Getting Started


Workflows on CoreWeave run on Argo Workflows, which is a great tool to orchestrate parallel execution of GPU and CPU jobs. It manages retries and parallelism for you, and allows you to submit workflows via CLI, Rest API and the Kubernetes API.

Argo Web UI

Getting Started

After installing kubectl and adding your CoreWeave Cloud access credentials, the following steps will deploy the Argo Server in your namespace.

  1. Apply the resource argo-install.yaml found in this repository, this will install the Argo Workflow server into your namespace

    $ kubectl apply -f argo-install.yaml
    serviceaccount/argo unchanged
    serviceaccount/argo-server unchanged unchanged unchanged unchanged unchanged
    configmap/workflow-controller-configmap unchanged
    service/argo-server unchanged
    deployment.apps/argo-server unchanged
    deployment.apps/workflow-controller unchanged
  2. Install the Argo CLI from the Argo releases page

  3. Submit an example workflow, gpu-say-workflow.yaml found in this repository. The workflow takes a JSON Array and spins up one Pod with one GPU allocated for each, in parallel. nvidia-smi output as well as the parameter entry assigned for that Pod is printed to the log.
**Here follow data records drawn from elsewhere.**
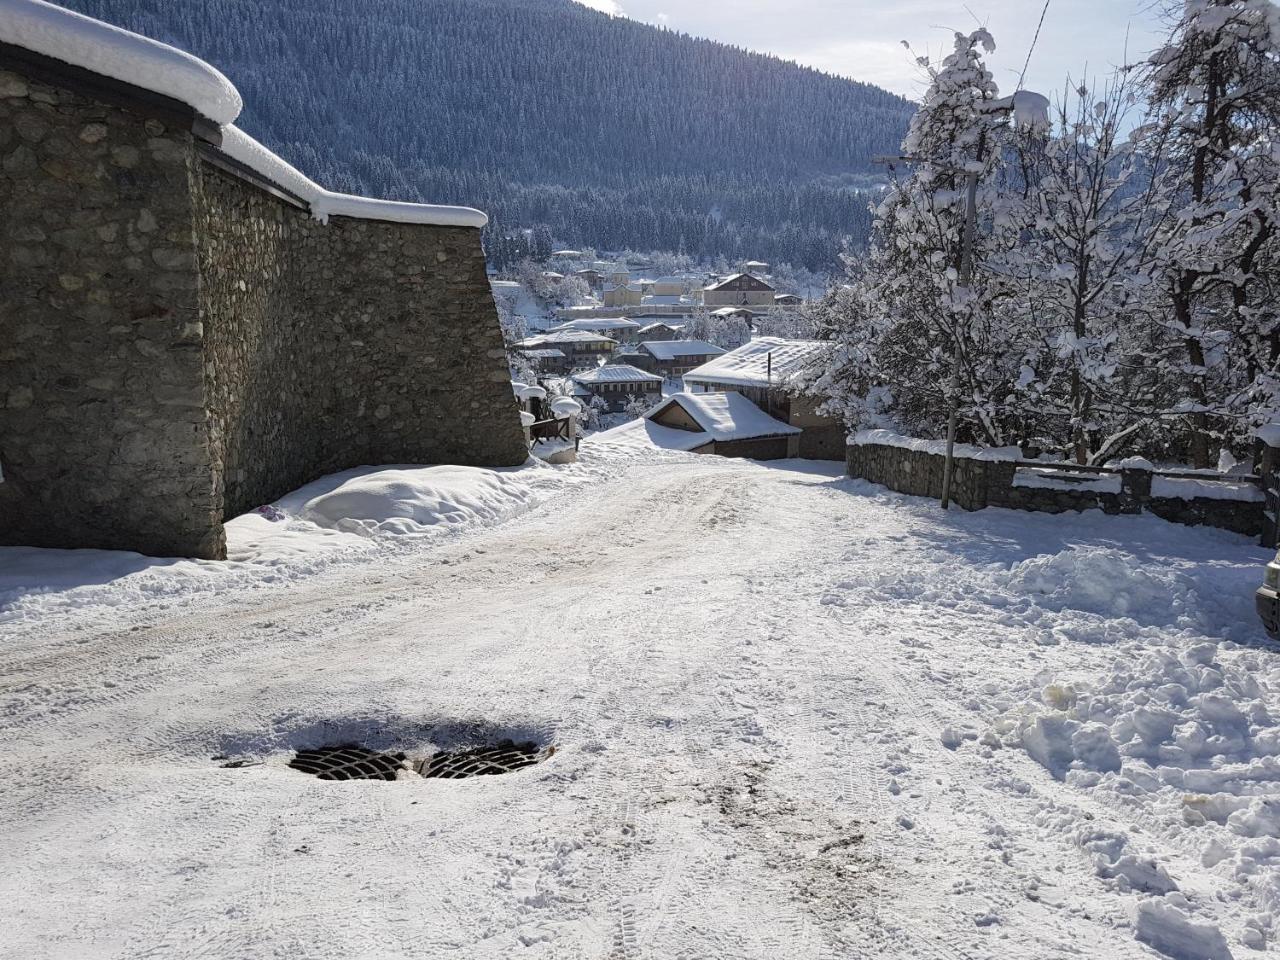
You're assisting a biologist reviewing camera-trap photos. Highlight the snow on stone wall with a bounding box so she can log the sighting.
[0,59,525,559]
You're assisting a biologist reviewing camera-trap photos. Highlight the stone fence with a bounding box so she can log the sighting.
[0,44,526,559]
[847,431,1266,540]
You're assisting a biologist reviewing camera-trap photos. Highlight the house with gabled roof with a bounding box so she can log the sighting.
[571,364,664,412]
[683,337,843,460]
[513,329,616,368]
[645,391,800,460]
[703,273,776,307]
[551,317,642,343]
[638,339,727,378]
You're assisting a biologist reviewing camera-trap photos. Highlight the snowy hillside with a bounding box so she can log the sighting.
[55,0,911,268]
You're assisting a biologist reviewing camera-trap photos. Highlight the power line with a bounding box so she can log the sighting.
[1017,0,1052,90]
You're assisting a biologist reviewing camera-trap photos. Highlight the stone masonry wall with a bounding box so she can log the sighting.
[191,164,527,522]
[848,442,1264,538]
[0,59,527,559]
[0,67,223,557]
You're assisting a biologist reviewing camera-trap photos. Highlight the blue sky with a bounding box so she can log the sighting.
[575,0,1167,101]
    $ argo submit --watch gpu-say-workflow.yaml -p messages='["Argo", "Is", "Awesome"]'
    Name: gpu-sayzfwxc
    Namespace: tenant-test
    ServiceAccount: default
    Status: Running
    Created: Mon Feb 10 19:31:17 -0500 (15 seconds ago)
    Started: Mon Feb 10 19:31:17 -0500 (15 seconds ago)
    Duration: 15 seconds
    messages: ["Argo", "Is", "Awesome"]
    ● gpu-sayzfwxc (main)
    └-·-✔ echo(0:Argo)(0) (gpu-echo) gpu-sayzfwxc-391007373 10s
    ├-● echo(1:Is)(0) (gpu-echo) gpu-sayzfwxc-3501791705 15s
    └-✔ echo(2:Awesome)(0) (gpu-echo) gpu-sayzfwxc-3986963301 12s
  4. Get the log output from all parallel containers

    $ argo logs -w gpu-sayrbr6z
    echo(0:Argo)(0): Tue Feb 11 00:25:30 2020
    echo(0:Argo)(0): +-----------------------------------------------------------------------------+
    echo(0:Argo)(0): | NVIDIA-SMI 440.44 Driver Version: 440.44 CUDA Version: 10.2 |
    echo(0:Argo)(0): |-------------------------------+----------------------+----------------------+
    echo(0:Argo)(0): | GPU Name Persistence-M| Bus-Id Disp.A | Volatile Uncorr. ECC |
    echo(0:Argo)(0): | Fan Temp Perf Pwr:Usage/Cap| Memory-Usage | GPU-Util Compute M. |
    echo(0:Argo)(0): |===============================+======================+======================|
    echo(0:Argo)(0): | 0 NVIDIA Graphics... Off | 00000000:08:00.0 Off | N/A |
    echo(0:Argo)(0): | 28% 51C P5 16W / 180W | 18MiB / 8119MiB | 0% Default |
    echo(0:Argo)(0): +-------------------------------+----------------------+----------------------+
    echo(0:Argo)(0): +-----------------------------------------------------------------------------+
    echo(0:Argo)(0): | Processes: GPU Memory |
    echo(0:Argo)(0): | GPU PID Type Process name Usage |
    echo(0:Argo)(0): |=============================================================================|
    echo(0:Argo)(0): +-----------------------------------------------------------------------------+
    echo(0:Argo)(0): Input was: Argo
    echo(1:Is)(0): Tue Feb 11 00:25:30 2020
    echo(1:Is)(0): +-----------------------------------------------------------------------------+
    echo(1:Is)(0): | NVIDIA-SMI 440.44 Driver Version: 440.44 CUDA Version: 10.2 |
    echo(1:Is)(0): |-------------------------------+----------------------+----------------------+
  5. Port forward the Argo UI

    kubectl port-forward svc/argo-server 2746:2746
  6. Open and explore the Argo UI at http://localhost:2746


We recommend the following retry strategy on your workflow / steps.

limit: 4
retryPolicy: Always
duration: "15s"
factor: 2

We also recommend setting an activeDeadlineSeconds on each step, but not on the entire workflow. This allows a step to retry but prevents it from taking unreasonably long time to finish.